Hussein’s love of Mesopotamia, meanwhile, has found an outlet beyond games: he completed an MPhil in Assyriology and Archaeology at Cambridge University in 2019. His PhD focusses on the palace of King Sennacherib in the ancient Assyrian city of Nineveh. “Part of it was destroyed by ISIS, and I’m trying to document the history of that palace,” he explains. “To connect the archaeological evidence that we have from the last 200 years of excavation, with the description that the king himself wrote from Mesopotamia 2700 years ago.”

Which brings us back to Gilgamesh’s account of Uruk-the-Sheepfold, the triumphal work of architecture that will carry his legend into eternity. The obvious irony of his declaration that Uruk’s great wall is beyond imitation is that we only know about it thanks to copying, recreating and rewriting. The Gilgamesh epic is no single, self-sealed artefact but a work-in-progress aggregate of texts in different languages, painstakingly transcribed and iterated upon from century to century. Following his rediscovery in the 19th century, the king has outgrown both Uruk and Mesopotamia: he lives on in operas and Japanese visual novels, in ferocious arguments over the influence of Úta-napíshti on the Bible’s Great Flood story, in North American environmentalist fiction, thrash metal music and superhero comic books. While it is no longer a retelling of Gilgamesh’s adventures, I think of Hussein’s project as part of this lineage of adaptations – all pursuing the same, abiding questions and desires in very different times and places.

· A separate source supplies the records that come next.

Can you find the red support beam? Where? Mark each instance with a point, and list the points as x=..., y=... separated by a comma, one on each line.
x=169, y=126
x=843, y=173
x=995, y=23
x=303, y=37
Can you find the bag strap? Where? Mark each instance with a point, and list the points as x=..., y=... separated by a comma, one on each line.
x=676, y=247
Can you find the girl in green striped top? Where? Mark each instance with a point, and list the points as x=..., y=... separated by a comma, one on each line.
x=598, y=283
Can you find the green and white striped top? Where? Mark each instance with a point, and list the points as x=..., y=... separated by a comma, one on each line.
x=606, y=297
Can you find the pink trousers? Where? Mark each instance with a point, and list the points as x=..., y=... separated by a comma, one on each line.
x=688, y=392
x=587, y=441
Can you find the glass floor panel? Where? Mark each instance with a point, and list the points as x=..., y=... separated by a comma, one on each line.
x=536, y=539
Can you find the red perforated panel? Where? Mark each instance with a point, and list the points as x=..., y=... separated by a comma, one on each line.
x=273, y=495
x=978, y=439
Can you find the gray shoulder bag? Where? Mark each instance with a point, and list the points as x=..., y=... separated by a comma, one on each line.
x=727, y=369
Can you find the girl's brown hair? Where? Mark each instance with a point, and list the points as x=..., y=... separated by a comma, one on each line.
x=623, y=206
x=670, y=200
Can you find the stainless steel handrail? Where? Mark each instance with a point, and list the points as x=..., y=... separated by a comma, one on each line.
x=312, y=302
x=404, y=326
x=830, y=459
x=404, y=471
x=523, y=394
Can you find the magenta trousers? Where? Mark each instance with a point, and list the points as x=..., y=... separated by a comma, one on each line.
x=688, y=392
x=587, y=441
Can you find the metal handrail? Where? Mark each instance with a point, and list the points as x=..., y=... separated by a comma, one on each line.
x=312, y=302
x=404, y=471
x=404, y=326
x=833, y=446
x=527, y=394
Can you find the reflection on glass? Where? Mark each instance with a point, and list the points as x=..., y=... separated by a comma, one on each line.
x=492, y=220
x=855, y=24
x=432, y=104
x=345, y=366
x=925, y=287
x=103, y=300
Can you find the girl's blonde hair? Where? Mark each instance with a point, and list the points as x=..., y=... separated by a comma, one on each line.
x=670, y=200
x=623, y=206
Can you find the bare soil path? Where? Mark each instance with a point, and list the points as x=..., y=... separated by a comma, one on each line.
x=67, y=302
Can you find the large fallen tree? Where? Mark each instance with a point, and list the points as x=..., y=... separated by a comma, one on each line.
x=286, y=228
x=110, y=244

It’s important to give these variations a source, however, and to understand how they reflect a hierarchy of cultures shaped by geopolitical power. While he feels that Gilgamesh’s story is larger than any one society or identity, Hussein would like Mesopotamian art and literature to receive its due alongside the more celebrated and disseminated works of civilisations such as Ancient Greece. “Some of them get the first page, the cover page all the time,” he says. “Like Egypt, Rome, Greece – in all periods, it’s those three civilizations. Everything else gets pushed into the background. And sometimes justifiably! It’s not that Mesopotamian civilization is better or worse – once you try to put it in these terms, you just lose any credibility, because there’s no better or worse. The world is a continuous series of developments in different places, and things pop up here and there. There are always people in different parts of the world developing something, and being creative.”